APNEA Humans Breathless — photographic portraits underwater

Photographic portraits
Text: Gadzhi Gumasov

Italian photographer Gabriele Corni and architect Claudio Silvestrin joined forces with GALLLERIAPIÙ — a multifaceted organisation dedicated to research and experimentation in contemporary art — for the project APNEA Humans Breathless (Apnea — people without breath). The aim was to capture the emotional range of people in a state of discomfort.

Photographic portraits
When you are submerged in water and deprived of air, do you behave as naturally as you do in your everyday life?

"I find it fascinating to photograph people holding their breath — each time I am struck by the fact that without breath we are forced to abandon the polished projection of ourselves: the desire to 'look good in a photo' disappears entirely, overtaken by the most fundamental need — to breathe"

Photographic portraits

Restless and disoriented, these intent gazes are penetrating. Faces that look back at us — striking even from a distance, submerged in water and emerging from it, wrapped in a milky veil that envelops, caresses and oppresses. Solitary and silent faces, absorbed in their inner selves, existing in a timeless space untouched by the noise and movement of the everyday.

"In this series of portraits, water represents time — the dimension by which we are all consumed."

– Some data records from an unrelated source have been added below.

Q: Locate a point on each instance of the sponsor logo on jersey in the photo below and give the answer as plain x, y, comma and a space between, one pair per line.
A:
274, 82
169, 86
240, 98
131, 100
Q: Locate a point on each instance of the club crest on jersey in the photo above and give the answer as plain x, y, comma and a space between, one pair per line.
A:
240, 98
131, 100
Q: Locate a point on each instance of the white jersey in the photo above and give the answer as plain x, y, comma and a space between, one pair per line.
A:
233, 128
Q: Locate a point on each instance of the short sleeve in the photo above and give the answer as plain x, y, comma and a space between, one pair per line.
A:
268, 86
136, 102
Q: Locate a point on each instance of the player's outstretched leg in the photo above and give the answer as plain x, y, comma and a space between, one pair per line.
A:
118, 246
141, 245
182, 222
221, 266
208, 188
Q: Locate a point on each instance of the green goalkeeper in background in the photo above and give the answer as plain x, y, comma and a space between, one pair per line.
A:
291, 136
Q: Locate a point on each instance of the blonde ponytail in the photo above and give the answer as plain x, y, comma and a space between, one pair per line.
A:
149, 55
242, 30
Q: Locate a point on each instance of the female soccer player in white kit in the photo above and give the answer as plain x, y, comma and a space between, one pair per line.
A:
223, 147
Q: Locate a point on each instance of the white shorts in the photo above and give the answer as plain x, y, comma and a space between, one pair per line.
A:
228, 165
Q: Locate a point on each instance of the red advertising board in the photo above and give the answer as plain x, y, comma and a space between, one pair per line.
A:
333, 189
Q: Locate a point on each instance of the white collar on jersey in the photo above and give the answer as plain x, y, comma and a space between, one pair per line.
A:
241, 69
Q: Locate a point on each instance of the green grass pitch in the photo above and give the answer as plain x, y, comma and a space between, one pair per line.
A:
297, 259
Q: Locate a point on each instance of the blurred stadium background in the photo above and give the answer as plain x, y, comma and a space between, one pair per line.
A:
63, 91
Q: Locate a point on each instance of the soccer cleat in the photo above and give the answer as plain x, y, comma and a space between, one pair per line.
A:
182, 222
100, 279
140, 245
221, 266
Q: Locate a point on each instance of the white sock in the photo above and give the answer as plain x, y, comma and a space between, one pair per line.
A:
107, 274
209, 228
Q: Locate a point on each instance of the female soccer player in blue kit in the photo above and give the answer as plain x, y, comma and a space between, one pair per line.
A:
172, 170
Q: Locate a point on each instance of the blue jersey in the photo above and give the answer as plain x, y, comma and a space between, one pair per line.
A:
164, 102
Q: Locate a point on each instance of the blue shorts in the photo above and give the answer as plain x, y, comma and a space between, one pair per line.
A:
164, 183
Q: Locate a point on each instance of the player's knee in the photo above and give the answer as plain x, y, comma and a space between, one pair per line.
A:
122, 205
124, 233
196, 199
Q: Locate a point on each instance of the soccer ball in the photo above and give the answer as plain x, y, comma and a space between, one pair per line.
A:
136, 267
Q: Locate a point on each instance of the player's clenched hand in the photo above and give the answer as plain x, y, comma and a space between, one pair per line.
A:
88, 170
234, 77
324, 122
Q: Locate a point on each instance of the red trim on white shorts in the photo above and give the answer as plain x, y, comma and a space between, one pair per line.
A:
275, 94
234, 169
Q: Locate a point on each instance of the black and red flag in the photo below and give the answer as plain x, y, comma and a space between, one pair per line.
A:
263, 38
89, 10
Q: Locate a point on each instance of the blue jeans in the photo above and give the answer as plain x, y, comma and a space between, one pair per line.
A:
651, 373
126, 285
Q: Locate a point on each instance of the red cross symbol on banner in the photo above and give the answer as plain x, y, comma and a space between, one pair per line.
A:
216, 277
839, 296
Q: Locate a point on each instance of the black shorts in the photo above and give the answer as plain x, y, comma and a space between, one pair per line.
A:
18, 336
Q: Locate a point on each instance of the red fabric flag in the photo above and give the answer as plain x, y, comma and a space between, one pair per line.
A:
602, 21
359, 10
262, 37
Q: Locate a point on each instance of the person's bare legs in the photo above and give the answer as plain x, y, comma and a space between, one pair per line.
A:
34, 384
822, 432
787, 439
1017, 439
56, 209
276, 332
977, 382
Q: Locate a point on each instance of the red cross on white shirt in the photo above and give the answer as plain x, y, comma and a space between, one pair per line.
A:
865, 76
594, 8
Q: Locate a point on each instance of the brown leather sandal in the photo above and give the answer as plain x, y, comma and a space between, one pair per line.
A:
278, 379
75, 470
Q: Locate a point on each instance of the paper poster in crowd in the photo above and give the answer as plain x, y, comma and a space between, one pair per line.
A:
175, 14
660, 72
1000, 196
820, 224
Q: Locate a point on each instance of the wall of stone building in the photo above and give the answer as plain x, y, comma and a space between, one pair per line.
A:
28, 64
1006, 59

Portraits of children and people of varied ethnicities and social backgrounds — by compelling them to step away from their self-presentation, Gabriele Corni seems to have stripped away their masks, bringing their inner selves into contact with something primordial: water. The most striking detail lies in the symbolism: "it" (water) shelters us in the womb, yet it also becomes a mighty force capable of taking our breath away; "it" can drag us into the depths, reminding us that life is not eternal. Immersed in this elemental substance, the subject loses their mask and reveals something archaic — something that looks back at us from an unfathomable past.

Photographic portraits

Gabriele Corni shows us faces suspended in thought, freed from the self-possession and tension of everyday life. These portraits transform their subjects into compelling and affecting images. They remind us of how painted portraits once stood in for a person — not so much by depicting the individual as by radiating power and mystery. That same mystery is vividly present in Gabriele Corni's photographs, in which the identity of the subjects is neither imposed nor inferred, but remains distant, wavering, generalised and elusive.